Integrating Ecological Data: Notes from the Grasslands ANPP Data Integration Project
Last modified: 2008-08-21
Trends in annual aboveground net primary productivity (ANPP) at regional and global scales are an important component of the structure and function of ecosystems across spatial and temporal gradients in a changing world. Ecologists are interested in conducting cross-site or large-scale integration and analysis of annual ANPP values, but are often hindered by the lack of standard methodologies for data collection, data management practices and detailed metadata documentation across sites. The Grasslands ANPP Data Integration (GDI) project has brought together experts in ecology, information management, and computer science to address the challenges of integrating ANPP data. Together, we have created a centralized database of annual ANPP data and metadata from five national and international Long Term Ecological Research (LTER) grassland sites. The database contains ANPP data at a level of granularity appropriate to each site, but standardizes vegetation species codes and sampling location metadata to facilitate cross-site comparison. This approach is important to local ecologists and information managers as no data are lost, and data can still be aggregated to the proper level of granularity for statistically valid cross-site analysis.
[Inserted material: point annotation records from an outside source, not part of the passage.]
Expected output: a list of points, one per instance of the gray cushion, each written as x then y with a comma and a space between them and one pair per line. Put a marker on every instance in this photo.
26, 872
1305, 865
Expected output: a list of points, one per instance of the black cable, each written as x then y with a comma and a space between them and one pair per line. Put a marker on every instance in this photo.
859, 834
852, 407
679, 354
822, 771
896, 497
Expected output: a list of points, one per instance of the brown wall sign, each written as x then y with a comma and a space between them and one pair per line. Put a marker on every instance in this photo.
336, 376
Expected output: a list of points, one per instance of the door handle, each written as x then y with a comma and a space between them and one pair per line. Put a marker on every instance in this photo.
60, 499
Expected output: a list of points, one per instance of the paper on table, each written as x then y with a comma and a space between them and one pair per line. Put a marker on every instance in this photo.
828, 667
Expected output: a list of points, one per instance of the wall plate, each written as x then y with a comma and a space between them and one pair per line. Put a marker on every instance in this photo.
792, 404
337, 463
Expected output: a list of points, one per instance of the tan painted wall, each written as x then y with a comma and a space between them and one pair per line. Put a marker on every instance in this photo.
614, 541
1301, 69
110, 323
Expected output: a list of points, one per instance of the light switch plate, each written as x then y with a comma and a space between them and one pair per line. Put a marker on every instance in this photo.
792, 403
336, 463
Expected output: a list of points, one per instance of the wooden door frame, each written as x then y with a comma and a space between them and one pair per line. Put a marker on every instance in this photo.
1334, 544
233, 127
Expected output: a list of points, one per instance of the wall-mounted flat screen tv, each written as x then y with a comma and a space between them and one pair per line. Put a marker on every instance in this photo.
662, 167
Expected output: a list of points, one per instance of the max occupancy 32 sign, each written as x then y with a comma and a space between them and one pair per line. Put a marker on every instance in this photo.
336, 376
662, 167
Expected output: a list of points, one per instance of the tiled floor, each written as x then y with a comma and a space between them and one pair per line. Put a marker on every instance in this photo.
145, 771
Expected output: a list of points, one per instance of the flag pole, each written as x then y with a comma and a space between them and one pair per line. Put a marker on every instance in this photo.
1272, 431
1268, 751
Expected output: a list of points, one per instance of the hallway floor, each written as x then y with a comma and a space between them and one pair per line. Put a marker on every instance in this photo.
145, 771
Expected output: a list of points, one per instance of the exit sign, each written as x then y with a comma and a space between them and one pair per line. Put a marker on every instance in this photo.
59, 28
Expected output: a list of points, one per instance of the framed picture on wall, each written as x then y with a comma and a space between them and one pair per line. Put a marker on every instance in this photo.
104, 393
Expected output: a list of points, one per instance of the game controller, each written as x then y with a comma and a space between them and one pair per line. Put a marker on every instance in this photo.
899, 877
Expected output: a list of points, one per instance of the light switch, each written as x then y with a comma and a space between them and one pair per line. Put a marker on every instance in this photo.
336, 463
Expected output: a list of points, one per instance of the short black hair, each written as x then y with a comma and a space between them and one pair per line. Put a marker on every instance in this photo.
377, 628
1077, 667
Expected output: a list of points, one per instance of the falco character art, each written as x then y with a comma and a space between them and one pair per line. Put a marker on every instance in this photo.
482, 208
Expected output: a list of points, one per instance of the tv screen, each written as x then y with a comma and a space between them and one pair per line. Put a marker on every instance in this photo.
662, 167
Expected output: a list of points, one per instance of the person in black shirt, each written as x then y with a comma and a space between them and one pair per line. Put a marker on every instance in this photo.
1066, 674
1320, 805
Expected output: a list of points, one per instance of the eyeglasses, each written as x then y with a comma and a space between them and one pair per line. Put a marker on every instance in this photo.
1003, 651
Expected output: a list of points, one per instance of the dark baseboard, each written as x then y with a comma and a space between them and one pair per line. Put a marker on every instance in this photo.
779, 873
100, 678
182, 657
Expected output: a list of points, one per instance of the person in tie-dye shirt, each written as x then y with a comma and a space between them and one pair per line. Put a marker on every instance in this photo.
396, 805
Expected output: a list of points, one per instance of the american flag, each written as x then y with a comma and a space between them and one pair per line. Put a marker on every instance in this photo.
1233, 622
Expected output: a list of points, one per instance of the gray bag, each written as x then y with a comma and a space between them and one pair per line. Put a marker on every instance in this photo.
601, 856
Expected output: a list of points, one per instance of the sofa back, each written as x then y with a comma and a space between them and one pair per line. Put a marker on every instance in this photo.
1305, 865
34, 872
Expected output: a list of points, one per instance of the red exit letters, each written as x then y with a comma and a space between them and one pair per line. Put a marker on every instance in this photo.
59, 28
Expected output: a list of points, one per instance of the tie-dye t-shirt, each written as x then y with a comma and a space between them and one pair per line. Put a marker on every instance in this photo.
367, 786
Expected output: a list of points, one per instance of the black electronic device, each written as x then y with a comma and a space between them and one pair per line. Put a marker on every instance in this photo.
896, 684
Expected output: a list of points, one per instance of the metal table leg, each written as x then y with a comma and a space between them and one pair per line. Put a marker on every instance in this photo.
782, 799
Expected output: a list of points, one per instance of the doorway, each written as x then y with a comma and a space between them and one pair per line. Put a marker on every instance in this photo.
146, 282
The GDI database facilitates transformation, integration, and exploration of site-specific ANPP data, and preliminary cross-site statistical analyses and synthetic research. The GDI team has created processes and tools that will enable future warehousing of ANPP data by streamlining data insertion, update, integration, and standard metadata documentation and species information. This paper presents a description of the GDI data model, data transformation and integration techniques, and quality assurance standards. Lessons learned that might be applicable to other ecological and scientific data integration are also included.